First, there was the post-Thanksgiving sales spectacle Black Friday and then the online version, Cyber Monday. Now, charitable groups want to start a new holiday tradition it's called Giving Tuesday and the first one is tomorrow.
It may seem a little surprising that no one came up with the idea before of designating a specific day to help launch the holiday charitable giving season.
"I mean this is just brilliant, to just give everyone time to pause and think about what's most important at the holiday season," says Jyl Johnson Pattee, the founder of Mom It Forward. The online community of mothers is one of more than 1,400 groups participating in this year's Giving Tuesday. Local Mom It Forward groups will do volunteer projects to mark the event, and they plan to host a Twitter party that anyone can attend online.
"We'll have an hour conversation about charity, holiday giving, volunteerism and how you can really make a difference over the holiday season," she says.
That's the idea: to get people excited about giving in the same way they might get excited about buying a big-screen TV at a bargain price.
Darius Mans, president of the Washington, D.C.-based nonprofit Africare, says his group plans to make a special push on Giving Tuesday to communicate online with donors and beneficiaries.
"It's an opportunity for us to highlight the work that we're doing on the ground, which is trying to break the cycle of poverty in rural Africa, especially," Mans says. It's also a chance to showcase how individuals can have a big impact with not too much money, he says.
Other groups, including retailers such as JC Penney, are planning fundraisers and service projects.
Giving Tuesday is the brainchild of the 92nd Street Y, a nonprofit cultural and community center in New York. The group has an anonymous donor who will match contributions up to a total of $50,000.
Kathy Calvin runs the United Nations Foundation, a Giving Tuesday organizer.
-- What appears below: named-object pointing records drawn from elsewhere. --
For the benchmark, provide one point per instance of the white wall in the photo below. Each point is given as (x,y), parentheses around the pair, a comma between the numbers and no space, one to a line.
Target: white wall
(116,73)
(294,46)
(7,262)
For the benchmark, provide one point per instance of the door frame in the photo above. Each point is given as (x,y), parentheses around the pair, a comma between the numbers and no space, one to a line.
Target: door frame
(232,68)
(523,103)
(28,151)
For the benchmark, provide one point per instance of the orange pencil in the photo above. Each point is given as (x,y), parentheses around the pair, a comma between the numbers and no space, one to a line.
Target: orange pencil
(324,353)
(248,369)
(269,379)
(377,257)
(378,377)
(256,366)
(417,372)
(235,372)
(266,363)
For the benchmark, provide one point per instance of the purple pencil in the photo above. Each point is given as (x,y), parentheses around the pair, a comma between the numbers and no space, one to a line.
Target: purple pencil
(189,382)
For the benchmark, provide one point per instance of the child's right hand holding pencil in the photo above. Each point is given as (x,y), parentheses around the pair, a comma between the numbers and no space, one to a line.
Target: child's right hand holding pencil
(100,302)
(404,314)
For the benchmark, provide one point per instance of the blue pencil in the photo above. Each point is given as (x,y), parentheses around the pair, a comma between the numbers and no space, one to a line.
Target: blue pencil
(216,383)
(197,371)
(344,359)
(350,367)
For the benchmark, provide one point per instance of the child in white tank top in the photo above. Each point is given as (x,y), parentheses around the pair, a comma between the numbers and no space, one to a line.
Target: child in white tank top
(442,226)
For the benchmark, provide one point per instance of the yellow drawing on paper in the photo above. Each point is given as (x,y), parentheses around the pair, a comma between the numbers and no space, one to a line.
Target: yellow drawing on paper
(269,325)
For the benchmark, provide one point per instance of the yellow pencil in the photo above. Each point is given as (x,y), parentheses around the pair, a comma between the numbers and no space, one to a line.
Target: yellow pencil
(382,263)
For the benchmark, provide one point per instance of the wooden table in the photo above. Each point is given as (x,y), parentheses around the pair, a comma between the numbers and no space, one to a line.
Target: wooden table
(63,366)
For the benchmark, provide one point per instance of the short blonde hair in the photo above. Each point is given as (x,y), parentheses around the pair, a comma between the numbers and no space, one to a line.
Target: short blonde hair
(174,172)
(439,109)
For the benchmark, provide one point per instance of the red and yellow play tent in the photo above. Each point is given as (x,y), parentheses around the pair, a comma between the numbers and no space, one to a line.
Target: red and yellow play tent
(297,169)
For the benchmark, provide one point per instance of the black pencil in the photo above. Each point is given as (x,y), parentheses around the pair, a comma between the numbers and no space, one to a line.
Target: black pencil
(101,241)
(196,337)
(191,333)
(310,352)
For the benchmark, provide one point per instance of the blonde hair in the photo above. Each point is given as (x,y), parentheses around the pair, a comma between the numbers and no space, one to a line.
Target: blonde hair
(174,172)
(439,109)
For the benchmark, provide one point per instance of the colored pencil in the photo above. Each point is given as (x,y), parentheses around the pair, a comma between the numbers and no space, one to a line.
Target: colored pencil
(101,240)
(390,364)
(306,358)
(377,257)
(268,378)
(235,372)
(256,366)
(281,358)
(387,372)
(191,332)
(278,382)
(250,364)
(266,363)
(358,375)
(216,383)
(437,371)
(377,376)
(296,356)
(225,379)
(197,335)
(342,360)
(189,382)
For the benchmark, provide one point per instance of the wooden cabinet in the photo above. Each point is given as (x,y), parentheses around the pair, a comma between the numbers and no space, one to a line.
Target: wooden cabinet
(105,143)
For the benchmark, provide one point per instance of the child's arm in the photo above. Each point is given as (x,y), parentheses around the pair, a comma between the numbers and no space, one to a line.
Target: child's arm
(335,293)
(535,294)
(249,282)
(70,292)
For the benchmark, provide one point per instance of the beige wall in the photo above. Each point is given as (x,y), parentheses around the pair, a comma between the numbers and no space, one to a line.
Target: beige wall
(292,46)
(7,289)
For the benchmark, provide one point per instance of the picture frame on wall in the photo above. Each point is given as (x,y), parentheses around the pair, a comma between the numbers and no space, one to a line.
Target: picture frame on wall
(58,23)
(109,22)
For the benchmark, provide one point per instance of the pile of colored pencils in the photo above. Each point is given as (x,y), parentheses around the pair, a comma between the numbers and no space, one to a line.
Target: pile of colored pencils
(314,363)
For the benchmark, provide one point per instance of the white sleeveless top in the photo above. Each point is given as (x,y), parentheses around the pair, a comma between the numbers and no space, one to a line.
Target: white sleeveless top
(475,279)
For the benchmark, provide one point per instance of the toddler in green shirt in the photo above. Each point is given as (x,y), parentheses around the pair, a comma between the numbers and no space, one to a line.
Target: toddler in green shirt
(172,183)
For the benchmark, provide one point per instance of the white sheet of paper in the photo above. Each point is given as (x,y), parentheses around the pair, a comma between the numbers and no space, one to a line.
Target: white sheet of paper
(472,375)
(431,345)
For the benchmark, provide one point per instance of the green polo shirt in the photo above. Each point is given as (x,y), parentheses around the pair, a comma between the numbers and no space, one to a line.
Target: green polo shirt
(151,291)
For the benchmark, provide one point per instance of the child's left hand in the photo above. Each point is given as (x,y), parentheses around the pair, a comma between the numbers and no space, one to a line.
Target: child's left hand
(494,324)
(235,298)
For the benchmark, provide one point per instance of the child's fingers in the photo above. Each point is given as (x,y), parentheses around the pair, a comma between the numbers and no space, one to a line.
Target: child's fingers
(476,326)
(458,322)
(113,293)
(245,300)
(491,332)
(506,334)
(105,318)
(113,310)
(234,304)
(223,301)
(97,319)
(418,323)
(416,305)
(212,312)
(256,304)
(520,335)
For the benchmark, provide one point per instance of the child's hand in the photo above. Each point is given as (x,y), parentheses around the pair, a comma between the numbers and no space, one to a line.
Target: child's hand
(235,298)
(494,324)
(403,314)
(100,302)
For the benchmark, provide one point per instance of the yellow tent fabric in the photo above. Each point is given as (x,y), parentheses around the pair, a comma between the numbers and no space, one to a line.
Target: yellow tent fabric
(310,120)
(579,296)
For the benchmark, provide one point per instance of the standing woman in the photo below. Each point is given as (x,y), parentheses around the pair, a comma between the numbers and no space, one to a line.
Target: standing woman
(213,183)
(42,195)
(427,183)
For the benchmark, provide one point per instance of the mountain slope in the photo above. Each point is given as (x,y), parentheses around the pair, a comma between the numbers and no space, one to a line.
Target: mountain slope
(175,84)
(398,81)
She says the goal is to get people to think about charitable giving in a different way.
"Not sitting alone at their kitchen table at the end of the year making those end-of-year contributions, but actually in a group experience where they're sharing that passion with others," she says.
Organizers hope that passion will be contagious at a time when charitable giving has been relatively flat and as nonprofits struggle to find new donors.
"Our data and sort of trends show that the acquisition of new donors has been down by several percentage points over the past couple of years," says Steve MacLaughlin, who runs the Idea Lab at a company called Blackbaud, which advises nonprofits on fundraising. "So if you're not having new people coming in and starting to give to organizations that becomes a challenge because you're relying on existing donors."
According to a new Blackbaud survey, almost half of existing donors asked about contributions said they plan to give less or to fewer charities this holiday season. Only 13 percent said they plan to give more. MacLaughlin notes that the average age of the average donor these days is 65. That's one reason Giving Tuesday events will rely a lot on social media, such as Twitter and Facebook.
"Part of what the nonprofit sector is trying to understand how to do is to engage younger donors," he says, adding that those donors generally want to be more actively involved in the causes they support.
For its part, Blackbaud will mark the day with a $10,000 donation to a foundation that encourages innovation in philanthropy. The company also will be analyzing the impact of Giving Tuesday to see if it actually works.